地方六団体の総意により設置され、学識経験者13名により組織されている「地方自治確立対策委員会」(委員長:茂木友三郎・キッコーマン㈱社長)は、真の地方分権の推進につながる三位一体の改革のあり方について審議を行っていますが、5月23日緊急提言を発表しました。PDFファイルで一括ダウンロード (PDFファイル:11KB)
平成15年5月23日
地方自治確立対策委員会
地方自治確立対策委員会は、地方六団体の総意により設置され、学識経験者13名により、知事、市町村長等地方六団体関係者と意見交換をしながら真の地方分権の推進につながる三位一体の改革のあり方について審議を行っているが、現下の状況に鑑み、委員会として緊急提言を行うべきであるとの見解で一致したので、以下のとおり緊急提言を行う。

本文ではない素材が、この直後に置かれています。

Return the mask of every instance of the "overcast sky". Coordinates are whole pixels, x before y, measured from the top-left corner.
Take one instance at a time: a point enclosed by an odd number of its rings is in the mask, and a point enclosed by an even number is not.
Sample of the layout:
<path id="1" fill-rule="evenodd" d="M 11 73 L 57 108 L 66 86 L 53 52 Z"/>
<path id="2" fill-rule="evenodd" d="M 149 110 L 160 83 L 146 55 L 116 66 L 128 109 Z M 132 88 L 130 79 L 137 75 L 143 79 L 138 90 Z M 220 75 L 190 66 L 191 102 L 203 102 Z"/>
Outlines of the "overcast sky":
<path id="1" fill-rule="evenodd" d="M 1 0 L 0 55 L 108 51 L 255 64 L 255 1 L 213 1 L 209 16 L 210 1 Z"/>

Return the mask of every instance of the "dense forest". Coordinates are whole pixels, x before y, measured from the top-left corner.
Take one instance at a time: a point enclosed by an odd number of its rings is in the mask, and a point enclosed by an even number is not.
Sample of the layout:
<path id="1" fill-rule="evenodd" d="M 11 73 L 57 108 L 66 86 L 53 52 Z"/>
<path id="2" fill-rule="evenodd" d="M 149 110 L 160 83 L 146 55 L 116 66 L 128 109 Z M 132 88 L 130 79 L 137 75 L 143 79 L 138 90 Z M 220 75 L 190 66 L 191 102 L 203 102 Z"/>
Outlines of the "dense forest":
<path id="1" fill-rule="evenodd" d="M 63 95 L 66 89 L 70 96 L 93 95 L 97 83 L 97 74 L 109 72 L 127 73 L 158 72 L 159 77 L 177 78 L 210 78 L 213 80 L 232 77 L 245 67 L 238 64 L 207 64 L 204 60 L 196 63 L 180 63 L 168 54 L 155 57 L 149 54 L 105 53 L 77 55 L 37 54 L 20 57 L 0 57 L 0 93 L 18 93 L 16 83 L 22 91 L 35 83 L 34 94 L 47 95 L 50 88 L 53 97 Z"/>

地方分権一括法が施行され真の分権型社会の構築に向けた第一歩が踏み出されたが、地方の自立の原点と言うべき財政的自立という面では抜本的措置は採られず依然として大きな課題として残されている。
「経済財政運営と構造改革に関する基本方針2002」にあるとおり、国と地方の関係を大胆に見直していくことは重要なことであり、三位一体の改革は積極的に推進していくべきである。

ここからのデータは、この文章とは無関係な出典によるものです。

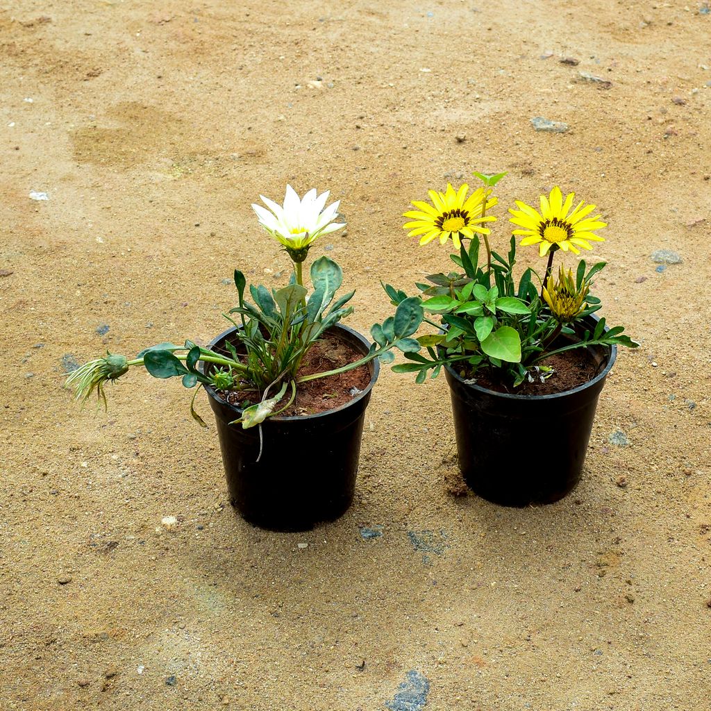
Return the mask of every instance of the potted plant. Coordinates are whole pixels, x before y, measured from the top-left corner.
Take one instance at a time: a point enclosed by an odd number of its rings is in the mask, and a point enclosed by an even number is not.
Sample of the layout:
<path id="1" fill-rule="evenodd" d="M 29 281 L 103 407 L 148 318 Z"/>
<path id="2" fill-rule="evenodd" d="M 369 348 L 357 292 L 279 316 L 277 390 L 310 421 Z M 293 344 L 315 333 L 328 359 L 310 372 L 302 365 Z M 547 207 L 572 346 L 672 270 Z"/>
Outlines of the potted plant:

国では、三位一体の改革に関する議論が進められようとしているが、我が国の危機的状況を克服するため国と地方が協調して難局に当たるべきときに、いたずらに、地方に不安感を与える方向で議論が進められていることを深く憂慮せざるを得ない。
地方は自ら今後の地方自治のあり方について議論し考え方を示していくべきである。何よりも自主・自立できる行財政運営を目指していく必要があり、そのためにも、住民が受益と負担の関係を明確に判断できるよう、税源移譲等による地方税財源の充実強化を行い、国庫補助負担金、交付税等国からの移転財源に過度に依存しない財政構造を確立することが必要である。
また、地方歳出をスリム化する余地はなおあると考えられ、地方は国とのもたれ合いや横並びの構造から脱却し、政策の選択と集中、行政の効率化とコスト削減など、地方行財政改革、歳出削減をさらに徹底していくべきである。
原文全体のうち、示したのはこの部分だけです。